We define $f_n(x) = \frac{n x^2 \sin(nx)}{n^4 + x^4}$. We have to prove that $$ \sum_{n=1}^\infty f_n $$ converges uniformly to a derivative function on $\mathbb{R}$. To prove that, it suffices to show that there exists $x_0 \in \mathbb{R}$ so that $\sum_{n=1}^\infty f_n(x_0)$ converges (just take $x_0 = 0$) and that $$ \sum_{n=1}^\infty f_n'$$ converges uniformly to a certain function on $\mathbb{R}$. If we do the derivative, we obtain $$ f_n'(x) = \frac{(2nx \sin(nx) + n^2x^2 \cos(nx))(n^4+x^4) – 4nx^5 \sin(nx)}{(n^4+x^4)^2}. $$ Now, to show the uniform convergence of the series, I think we must use the Weierstrass criterion, but I don't know how to obtain an upper bound valid on $\mathbb{R}$ for $f_n'$.

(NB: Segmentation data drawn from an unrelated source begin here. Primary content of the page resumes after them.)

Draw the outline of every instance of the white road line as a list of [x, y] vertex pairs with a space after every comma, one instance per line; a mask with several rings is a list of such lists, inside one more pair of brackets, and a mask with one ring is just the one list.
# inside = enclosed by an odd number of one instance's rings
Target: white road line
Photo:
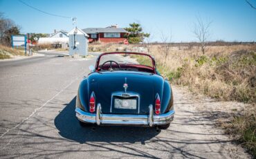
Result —
[[[84, 75], [82, 74], [82, 75]], [[66, 88], [68, 88], [68, 86], [70, 86], [75, 81], [76, 81], [79, 77], [81, 77], [81, 75], [77, 76], [74, 80], [73, 80], [67, 86], [66, 86], [63, 89], [62, 89], [60, 92], [57, 93], [55, 95], [53, 95], [53, 97], [52, 97], [50, 100], [47, 100], [46, 102], [44, 103], [44, 104], [42, 104], [40, 107], [37, 108], [37, 109], [35, 109], [33, 112], [32, 112], [32, 113], [27, 118], [26, 118], [25, 119], [24, 119], [21, 122], [19, 122], [19, 124], [17, 124], [15, 127], [11, 128], [11, 129], [8, 129], [7, 131], [3, 133], [1, 136], [0, 136], [0, 139], [2, 138], [6, 134], [7, 134], [8, 133], [10, 132], [10, 131], [12, 131], [13, 129], [15, 129], [16, 128], [17, 128], [19, 126], [20, 126], [21, 124], [22, 124], [24, 122], [26, 122], [26, 120], [28, 120], [29, 118], [30, 118], [35, 113], [37, 113], [37, 111], [40, 110], [41, 109], [42, 109], [44, 106], [46, 106], [48, 102], [50, 102], [52, 100], [53, 100], [55, 97], [57, 97], [58, 95], [60, 95], [61, 93], [62, 93]]]

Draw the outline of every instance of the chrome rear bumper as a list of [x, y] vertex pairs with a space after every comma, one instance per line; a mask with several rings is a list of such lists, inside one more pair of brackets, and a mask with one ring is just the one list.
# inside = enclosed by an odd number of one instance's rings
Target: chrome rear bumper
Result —
[[149, 106], [149, 115], [122, 115], [122, 114], [102, 114], [100, 104], [98, 104], [96, 113], [89, 113], [75, 109], [76, 117], [79, 120], [87, 123], [113, 125], [163, 125], [171, 122], [174, 116], [174, 111], [166, 113], [154, 115], [152, 105]]

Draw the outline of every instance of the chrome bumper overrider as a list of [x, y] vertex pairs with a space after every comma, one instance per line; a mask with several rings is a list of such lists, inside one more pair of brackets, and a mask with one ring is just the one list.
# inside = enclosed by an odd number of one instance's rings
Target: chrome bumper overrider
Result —
[[101, 113], [100, 104], [98, 104], [96, 113], [89, 113], [75, 109], [76, 116], [79, 120], [88, 123], [116, 125], [163, 125], [173, 120], [174, 111], [166, 113], [154, 115], [152, 105], [149, 106], [149, 115], [122, 115], [122, 114], [102, 114]]

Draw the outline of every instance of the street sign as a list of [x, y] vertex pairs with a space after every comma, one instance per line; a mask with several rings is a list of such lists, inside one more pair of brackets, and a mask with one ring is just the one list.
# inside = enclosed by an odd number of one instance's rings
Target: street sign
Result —
[[125, 39], [124, 40], [124, 44], [125, 45], [128, 45], [129, 44], [129, 42], [128, 42], [128, 40], [127, 39]]

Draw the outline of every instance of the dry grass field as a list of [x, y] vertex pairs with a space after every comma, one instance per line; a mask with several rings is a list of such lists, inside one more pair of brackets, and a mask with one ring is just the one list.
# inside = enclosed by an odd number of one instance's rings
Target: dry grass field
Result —
[[[170, 44], [94, 44], [89, 51], [147, 52], [155, 57], [158, 71], [172, 84], [194, 93], [223, 101], [248, 103], [242, 112], [219, 125], [256, 154], [256, 44], [208, 46], [203, 55], [199, 46]], [[148, 61], [137, 57], [138, 62]]]

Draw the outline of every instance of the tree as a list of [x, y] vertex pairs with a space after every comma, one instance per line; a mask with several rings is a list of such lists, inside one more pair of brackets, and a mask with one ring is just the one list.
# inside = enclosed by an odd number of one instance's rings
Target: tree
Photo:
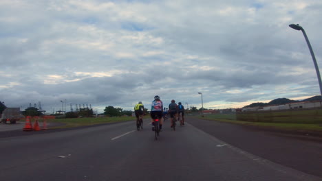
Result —
[[92, 109], [85, 108], [79, 109], [78, 114], [81, 117], [93, 117], [94, 112]]
[[131, 110], [123, 110], [122, 113], [123, 114], [123, 115], [127, 115], [127, 116], [132, 115], [132, 111]]
[[0, 101], [0, 114], [2, 114], [2, 112], [3, 112], [3, 110], [6, 108], [7, 107], [3, 104], [2, 104], [1, 101]]
[[39, 117], [41, 115], [41, 112], [36, 108], [30, 107], [23, 111], [22, 114], [24, 116]]
[[112, 106], [109, 106], [105, 107], [104, 114], [109, 117], [120, 117], [122, 115], [122, 110], [120, 108], [115, 108]]
[[191, 110], [192, 112], [197, 112], [197, 107], [191, 106], [190, 107], [190, 109]]
[[66, 118], [77, 118], [78, 117], [78, 113], [76, 112], [66, 112]]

Can anyone help me? Thank you.
Best Answer
1) Uniform convergence of $\sum_{n=1}^\infty f_n$ in $\mathbb{R}$: note that $$\sum_{n=1}^\infty f_n(x)=x^2\sum_{n=1}^\infty \frac{n \sin(nx)}{n^4 + x^4}$$ and $\left|\frac{n\sin(nx)}{n^4 + x^4}\right|\leq \frac{1}{n^3}$, then by the $M$-test the series converges uniformly in $\mathbb{R}$ to some continuous function $F$.
2) As regards the differentiability of $F$, all you need is the convergence of $\sum_{n=1}^\infty f_n'$ in the compact set $[-R,R]$ for all $R>0$: for $x\in [-R,R]$, and for $n\geq1$, $$|f'_n(x)|\leq \frac{(2nR + n^2R^2)(n^4+R^4) + 4nR^5}{n^8}\leq \frac{C_R}{n^2}$$ for some constant $C_R$ (which depends on $R$). Then $\sum_{n=1}^\infty f_n$ converges uniformly to the derivative of $F$ on $[-R,R]$ for all $R>|x_0|$ (recall that differentiability is a local property).